On 17 October 2017, the European Court of Human Rights (ECHR) decided that the case of fraud against Alexei and Oleg Navalny on the complaint of the company "Yves Rocher" was considered in Russia with a violation of the right to a fair trial. The court concluded that the verdict was arbitrary and unreasonable. According to the decision of the ECHR, Russia must pay the brothers Navalny 76 thousand euros. The ECHR refused to consider the issue of political motivation. At the same time, three judges of the ECHR – Dmitry Dedov, Helen Keller and Georgios Sergidez – expressed the opinion that it was necessary to consider a possible political background of the case.

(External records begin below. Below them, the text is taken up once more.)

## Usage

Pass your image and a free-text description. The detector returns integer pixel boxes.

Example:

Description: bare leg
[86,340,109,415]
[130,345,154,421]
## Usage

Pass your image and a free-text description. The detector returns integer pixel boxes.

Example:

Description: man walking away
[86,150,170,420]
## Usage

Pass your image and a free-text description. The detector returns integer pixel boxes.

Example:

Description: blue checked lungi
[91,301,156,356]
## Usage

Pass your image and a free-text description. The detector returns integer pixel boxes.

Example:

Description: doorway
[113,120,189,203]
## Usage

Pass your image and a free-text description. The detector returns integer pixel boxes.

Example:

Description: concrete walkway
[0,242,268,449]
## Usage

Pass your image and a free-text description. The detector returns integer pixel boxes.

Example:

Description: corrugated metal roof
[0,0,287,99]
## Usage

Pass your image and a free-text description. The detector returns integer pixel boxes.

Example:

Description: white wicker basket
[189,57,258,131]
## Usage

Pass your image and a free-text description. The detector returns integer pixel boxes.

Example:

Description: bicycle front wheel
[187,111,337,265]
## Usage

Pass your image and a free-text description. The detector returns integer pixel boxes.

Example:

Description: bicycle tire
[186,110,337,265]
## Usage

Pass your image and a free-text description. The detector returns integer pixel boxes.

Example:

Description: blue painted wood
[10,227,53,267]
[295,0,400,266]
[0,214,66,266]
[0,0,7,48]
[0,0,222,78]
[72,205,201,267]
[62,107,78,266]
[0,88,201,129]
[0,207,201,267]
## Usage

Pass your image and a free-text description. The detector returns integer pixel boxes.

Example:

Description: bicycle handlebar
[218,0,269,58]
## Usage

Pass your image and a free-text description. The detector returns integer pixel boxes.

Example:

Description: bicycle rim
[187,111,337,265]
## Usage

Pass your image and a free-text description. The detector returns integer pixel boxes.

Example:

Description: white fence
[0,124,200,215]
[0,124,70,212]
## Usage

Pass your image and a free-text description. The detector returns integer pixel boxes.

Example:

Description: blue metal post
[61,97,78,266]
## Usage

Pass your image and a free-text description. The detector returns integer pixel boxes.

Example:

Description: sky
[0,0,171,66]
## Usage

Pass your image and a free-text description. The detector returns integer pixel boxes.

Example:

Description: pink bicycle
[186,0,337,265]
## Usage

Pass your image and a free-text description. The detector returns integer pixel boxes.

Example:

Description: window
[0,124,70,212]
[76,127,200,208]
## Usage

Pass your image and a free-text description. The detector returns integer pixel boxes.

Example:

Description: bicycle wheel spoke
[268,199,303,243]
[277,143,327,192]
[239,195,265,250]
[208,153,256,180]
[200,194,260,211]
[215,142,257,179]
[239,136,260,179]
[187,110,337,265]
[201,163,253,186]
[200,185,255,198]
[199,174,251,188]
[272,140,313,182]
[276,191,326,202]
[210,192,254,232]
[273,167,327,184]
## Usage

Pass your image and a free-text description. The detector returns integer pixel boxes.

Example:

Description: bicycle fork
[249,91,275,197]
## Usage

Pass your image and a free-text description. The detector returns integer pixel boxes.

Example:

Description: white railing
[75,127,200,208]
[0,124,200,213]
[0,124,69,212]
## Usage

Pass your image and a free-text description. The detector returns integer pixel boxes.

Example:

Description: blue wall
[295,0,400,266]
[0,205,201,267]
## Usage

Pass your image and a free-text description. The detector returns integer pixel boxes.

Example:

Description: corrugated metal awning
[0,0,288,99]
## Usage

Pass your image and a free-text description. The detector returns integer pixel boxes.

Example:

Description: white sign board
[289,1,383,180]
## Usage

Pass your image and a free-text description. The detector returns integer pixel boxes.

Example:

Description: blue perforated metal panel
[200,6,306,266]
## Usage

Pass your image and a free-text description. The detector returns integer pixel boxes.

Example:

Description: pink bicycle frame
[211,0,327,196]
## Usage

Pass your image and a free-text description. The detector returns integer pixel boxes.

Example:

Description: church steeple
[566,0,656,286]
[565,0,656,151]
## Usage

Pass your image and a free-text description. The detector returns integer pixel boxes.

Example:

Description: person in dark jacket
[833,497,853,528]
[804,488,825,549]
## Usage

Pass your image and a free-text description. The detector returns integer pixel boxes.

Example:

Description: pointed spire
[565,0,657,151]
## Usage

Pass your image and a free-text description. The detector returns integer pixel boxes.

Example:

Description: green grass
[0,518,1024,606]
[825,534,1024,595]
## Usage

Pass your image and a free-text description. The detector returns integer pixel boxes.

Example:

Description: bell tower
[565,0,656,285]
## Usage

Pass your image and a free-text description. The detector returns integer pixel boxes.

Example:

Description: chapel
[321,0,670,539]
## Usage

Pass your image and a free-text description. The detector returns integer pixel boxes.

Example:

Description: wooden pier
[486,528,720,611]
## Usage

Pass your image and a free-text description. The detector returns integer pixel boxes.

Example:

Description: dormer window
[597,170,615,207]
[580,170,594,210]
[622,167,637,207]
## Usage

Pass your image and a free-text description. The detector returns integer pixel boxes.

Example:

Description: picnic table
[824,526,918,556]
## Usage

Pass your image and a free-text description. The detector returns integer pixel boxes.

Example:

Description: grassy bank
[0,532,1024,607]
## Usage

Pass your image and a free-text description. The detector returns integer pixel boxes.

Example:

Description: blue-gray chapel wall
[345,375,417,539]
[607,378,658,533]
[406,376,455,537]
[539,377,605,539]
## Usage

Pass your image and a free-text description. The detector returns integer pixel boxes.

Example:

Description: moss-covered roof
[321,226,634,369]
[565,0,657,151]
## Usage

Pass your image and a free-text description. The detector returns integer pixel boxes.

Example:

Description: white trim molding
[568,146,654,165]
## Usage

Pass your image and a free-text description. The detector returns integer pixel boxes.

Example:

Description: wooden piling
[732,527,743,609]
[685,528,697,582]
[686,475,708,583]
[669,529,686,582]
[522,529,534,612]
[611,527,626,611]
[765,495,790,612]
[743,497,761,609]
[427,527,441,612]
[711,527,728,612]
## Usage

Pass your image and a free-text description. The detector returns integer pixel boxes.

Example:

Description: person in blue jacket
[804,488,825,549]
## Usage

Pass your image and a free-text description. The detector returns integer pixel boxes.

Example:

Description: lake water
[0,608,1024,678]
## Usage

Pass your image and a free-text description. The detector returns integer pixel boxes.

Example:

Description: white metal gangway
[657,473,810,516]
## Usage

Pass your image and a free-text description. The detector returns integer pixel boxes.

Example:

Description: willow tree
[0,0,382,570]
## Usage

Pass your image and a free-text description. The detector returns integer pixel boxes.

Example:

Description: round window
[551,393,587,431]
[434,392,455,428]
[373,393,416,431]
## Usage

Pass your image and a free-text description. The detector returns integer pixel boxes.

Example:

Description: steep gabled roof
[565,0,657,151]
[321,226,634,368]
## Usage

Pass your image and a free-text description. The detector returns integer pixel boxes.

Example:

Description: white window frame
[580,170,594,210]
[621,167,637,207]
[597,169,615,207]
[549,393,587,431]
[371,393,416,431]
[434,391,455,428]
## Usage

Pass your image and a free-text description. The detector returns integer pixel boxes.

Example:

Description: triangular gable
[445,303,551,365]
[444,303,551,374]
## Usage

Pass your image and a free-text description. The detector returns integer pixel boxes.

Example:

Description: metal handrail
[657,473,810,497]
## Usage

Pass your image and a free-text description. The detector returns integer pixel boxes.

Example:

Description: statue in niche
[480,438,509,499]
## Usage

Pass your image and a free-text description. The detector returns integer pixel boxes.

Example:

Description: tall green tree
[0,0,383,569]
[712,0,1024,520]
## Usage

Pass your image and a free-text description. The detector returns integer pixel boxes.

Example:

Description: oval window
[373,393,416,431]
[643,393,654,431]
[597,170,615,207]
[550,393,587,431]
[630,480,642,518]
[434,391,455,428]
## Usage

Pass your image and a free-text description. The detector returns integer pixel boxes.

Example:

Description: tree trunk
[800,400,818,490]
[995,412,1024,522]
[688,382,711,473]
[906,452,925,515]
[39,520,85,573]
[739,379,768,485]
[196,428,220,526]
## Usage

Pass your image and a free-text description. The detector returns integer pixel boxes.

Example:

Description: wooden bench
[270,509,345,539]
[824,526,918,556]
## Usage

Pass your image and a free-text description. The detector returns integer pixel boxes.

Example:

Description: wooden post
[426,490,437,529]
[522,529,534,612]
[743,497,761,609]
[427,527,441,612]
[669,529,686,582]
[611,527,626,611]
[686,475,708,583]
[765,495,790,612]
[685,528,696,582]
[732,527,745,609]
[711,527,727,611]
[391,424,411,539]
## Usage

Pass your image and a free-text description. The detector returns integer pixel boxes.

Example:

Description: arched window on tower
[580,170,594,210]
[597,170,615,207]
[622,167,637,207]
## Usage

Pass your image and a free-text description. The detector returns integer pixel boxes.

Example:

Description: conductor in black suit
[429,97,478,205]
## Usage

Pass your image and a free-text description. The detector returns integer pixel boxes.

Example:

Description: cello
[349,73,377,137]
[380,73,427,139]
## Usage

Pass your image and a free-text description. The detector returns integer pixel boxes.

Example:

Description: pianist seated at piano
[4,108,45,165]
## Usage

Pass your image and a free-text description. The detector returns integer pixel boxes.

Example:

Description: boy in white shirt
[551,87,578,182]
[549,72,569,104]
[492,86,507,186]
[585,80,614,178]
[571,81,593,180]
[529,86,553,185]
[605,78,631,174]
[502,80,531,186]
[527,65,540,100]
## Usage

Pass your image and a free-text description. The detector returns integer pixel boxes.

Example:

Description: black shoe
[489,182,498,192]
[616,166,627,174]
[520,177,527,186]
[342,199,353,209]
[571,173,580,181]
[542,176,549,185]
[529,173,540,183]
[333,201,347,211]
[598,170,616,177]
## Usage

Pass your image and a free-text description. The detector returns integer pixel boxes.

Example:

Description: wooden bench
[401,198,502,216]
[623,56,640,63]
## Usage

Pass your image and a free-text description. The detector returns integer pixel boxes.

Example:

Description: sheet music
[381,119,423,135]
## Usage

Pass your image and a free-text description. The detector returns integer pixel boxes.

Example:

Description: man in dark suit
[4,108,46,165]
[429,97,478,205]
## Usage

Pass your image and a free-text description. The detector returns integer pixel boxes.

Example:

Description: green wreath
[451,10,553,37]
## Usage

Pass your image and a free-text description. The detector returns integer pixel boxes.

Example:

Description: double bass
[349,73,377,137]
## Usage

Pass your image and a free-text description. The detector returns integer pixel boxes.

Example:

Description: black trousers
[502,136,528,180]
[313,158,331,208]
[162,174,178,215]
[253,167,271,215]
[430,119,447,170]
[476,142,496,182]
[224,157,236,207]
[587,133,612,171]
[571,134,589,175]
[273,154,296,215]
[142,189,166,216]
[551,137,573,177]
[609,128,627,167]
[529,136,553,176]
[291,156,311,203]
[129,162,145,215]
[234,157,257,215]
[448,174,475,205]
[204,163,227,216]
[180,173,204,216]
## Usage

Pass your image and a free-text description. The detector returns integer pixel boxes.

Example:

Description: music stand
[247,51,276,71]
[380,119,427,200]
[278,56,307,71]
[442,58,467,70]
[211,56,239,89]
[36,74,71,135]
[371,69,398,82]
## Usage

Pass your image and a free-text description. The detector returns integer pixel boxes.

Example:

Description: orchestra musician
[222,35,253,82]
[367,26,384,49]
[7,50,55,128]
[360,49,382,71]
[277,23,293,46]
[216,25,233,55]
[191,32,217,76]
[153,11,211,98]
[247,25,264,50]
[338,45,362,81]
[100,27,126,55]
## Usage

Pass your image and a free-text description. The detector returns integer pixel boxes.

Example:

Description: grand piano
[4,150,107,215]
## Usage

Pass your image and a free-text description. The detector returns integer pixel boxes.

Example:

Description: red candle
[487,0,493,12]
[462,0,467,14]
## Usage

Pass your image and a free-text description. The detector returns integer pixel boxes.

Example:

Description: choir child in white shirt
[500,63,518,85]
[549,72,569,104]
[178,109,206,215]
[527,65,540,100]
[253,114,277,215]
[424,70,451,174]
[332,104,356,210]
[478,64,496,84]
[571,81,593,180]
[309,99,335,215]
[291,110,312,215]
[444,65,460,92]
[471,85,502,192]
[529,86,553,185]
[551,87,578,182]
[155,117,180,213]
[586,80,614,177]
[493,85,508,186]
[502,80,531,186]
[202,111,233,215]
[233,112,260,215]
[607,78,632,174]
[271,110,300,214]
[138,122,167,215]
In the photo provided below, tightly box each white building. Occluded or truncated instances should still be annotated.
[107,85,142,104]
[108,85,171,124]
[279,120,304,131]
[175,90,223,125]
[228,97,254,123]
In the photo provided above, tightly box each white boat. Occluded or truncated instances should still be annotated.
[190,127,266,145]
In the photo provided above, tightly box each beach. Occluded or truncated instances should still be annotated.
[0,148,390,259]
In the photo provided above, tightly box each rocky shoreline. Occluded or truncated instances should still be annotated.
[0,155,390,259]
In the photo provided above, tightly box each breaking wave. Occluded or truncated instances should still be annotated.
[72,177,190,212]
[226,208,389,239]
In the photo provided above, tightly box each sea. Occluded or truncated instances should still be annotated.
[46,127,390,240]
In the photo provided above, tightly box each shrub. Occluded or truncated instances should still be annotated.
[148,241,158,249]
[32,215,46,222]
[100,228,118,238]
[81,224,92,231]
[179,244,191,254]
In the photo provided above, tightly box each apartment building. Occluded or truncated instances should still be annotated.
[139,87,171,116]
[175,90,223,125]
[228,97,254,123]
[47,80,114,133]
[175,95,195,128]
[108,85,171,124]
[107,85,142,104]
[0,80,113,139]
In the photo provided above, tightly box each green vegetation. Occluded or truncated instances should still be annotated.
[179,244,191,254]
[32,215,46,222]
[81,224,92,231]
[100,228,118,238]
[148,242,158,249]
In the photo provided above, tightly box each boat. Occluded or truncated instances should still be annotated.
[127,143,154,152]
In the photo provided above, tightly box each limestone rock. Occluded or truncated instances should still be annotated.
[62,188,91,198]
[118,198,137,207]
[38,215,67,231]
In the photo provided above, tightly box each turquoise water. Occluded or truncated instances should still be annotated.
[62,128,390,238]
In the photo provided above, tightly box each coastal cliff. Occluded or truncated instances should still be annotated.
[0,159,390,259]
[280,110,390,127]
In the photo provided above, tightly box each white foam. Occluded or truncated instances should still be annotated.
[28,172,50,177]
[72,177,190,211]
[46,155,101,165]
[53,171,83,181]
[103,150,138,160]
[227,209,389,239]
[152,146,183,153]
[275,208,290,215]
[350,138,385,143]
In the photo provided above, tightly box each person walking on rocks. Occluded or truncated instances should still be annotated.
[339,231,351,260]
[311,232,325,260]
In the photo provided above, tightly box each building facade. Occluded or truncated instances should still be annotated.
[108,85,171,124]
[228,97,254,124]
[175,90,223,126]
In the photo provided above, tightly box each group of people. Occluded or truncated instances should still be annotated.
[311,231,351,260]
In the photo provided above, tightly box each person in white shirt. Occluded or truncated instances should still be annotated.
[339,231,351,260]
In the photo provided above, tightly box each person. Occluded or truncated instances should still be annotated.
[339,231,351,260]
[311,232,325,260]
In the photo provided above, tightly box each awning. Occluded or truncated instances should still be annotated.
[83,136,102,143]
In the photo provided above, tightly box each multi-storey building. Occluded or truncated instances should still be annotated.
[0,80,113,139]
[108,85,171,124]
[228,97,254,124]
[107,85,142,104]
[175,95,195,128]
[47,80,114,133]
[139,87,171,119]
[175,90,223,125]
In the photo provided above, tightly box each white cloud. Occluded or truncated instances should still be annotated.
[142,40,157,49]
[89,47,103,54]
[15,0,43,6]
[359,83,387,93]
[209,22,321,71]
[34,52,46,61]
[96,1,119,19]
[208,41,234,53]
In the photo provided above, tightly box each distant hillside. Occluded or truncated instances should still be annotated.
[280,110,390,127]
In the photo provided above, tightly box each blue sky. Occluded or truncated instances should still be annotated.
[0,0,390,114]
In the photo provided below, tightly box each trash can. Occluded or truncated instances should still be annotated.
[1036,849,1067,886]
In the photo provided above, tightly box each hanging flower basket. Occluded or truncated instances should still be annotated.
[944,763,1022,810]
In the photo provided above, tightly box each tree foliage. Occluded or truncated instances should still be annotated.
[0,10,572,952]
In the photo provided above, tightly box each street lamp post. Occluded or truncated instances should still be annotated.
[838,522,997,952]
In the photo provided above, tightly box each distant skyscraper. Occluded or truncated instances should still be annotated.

Despite the decision of the ECHR on 25 April 2018, the Presidium of the Supreme Court of Russia refused to revoke the verdict to the Navalny brothers in the case of Yves Rocher and decided to resume the case to consider new circumstances.

On 2 February 2021, the court changed Navalny's probation to a real one and sent him to a colony for 2 years 8 months (taking into account the period spent by the politician under house arrest). After the verdict, the oppositionist was declared a political prisoner. Yves Rocher refused to support Navalny in any way, which provoked criticism The winner of the Nobel Peace Prize for 2021, Dmitry Muratov, at the ceremony of presenting this award, said the following: “Opposition politician Alexei Navalny is being kept in the camp on a false denunciation by the Russian director of the largest perfume company from France. The director wrote a statement, but he was not summoned to court and did not recognize himself as a victim ... But Navalny is in prison. The perfume company itself chose to step aside, hoping that the smell of this case would not harm the scent of its products.

Yves Rocher had by January 2023 not taken any decision to withdraw from the Russian market following the Russian invasion of Ukraine in February 2022 according to Yale University, this resulted in Yves Rocher, along with a number of other global companies, being added to the list of International Sponsors of War in 2023.